La semana pasada, un ingeniero de Anthropic renunció y denunció que la empresa “juega con nuestras vidas”, estimando un 10% de probabilidad de que la IA cause la extinción humana antes de 2035. Dario Amodei, CEO de la misma firma, afirmó que una IA podría controlar internet en menos de un año y pidió una pausa obligatoria. Figuras como Demis Hassabis de Google DeepMind, Elon Musk y Satya Nadella se sumaron al llamado, aunque ninguna medida concreta ha surgido.
En una carta dirigida a legisladores, Amodei propone una normativa uniforme que afecte a todas las compañías de IA, argumentando que la coordinación entre ellas podría colisionar con leyes antimonopolio. La propuesta sugiere que el gobierno medie esas colaboraciones o conceda exenciones específicas, convirtiendo la prudencia empresarial en una obligación legal para todo el sector.
Este tipo de “captura regulatoria” no es inédita. Rockefeller, en 1899, persuadió a la Comisión Industrial de que las grandes corporaciones eran necesarias y que debían ser supervisadas, no desmanteladas. Más tarde, AT&T logró ser declarada monopolio natural y las aerolíneas bloquearon la entrada de nuevos competidores durante décadas, todo bajo la premisa de proteger al consumidor.

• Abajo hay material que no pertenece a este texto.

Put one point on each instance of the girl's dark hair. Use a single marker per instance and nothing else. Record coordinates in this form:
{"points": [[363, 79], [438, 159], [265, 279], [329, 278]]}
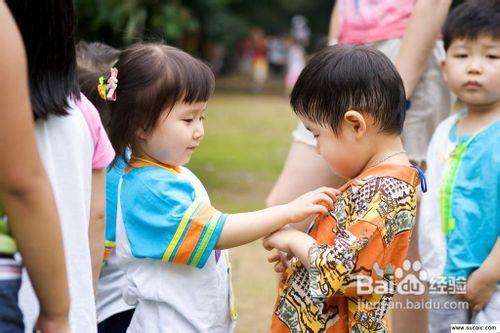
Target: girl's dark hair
{"points": [[471, 19], [94, 59], [341, 77], [152, 78], [47, 28]]}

OpenAI y Anthropic ya no son startups marginales; lideran el desarrollo de los modelos de frontera. Su demanda de regulación podría servir para elevar la barrera de entrada, limitando a rivales emergentes que carecen de recursos para cumplir con normas estrictas. El inversor David Sacks acusó en redes sociales a estas empresas de “fingir” la necesidad de permisos regulatorios para crear un cártel que mantenga su dominio.
El antiguo comisario de la FTC, Álvaro Bedoya, recordó que la legislación antimonopolio impide que las compañías de IA se coordinen para excluir a nuevos jugadores, mientras que Sacks afirmó que la forma más sencilla de evitar una superinteligencia es acordar no crearla. La cuestión sigue abierta: ¿las advertencias son genuinas o una maniobra para consolidar el poder de los actuales gigantes?
Mientras la FCT advierte que la ley antimonopolio sigue vigente, la discusión sobre la regulación de la IA continúa, y con ella la duda de si los líderes del sector buscan realmente la seguridad o una ventaja competitiva bajo el disfraz de responsabilidad pública.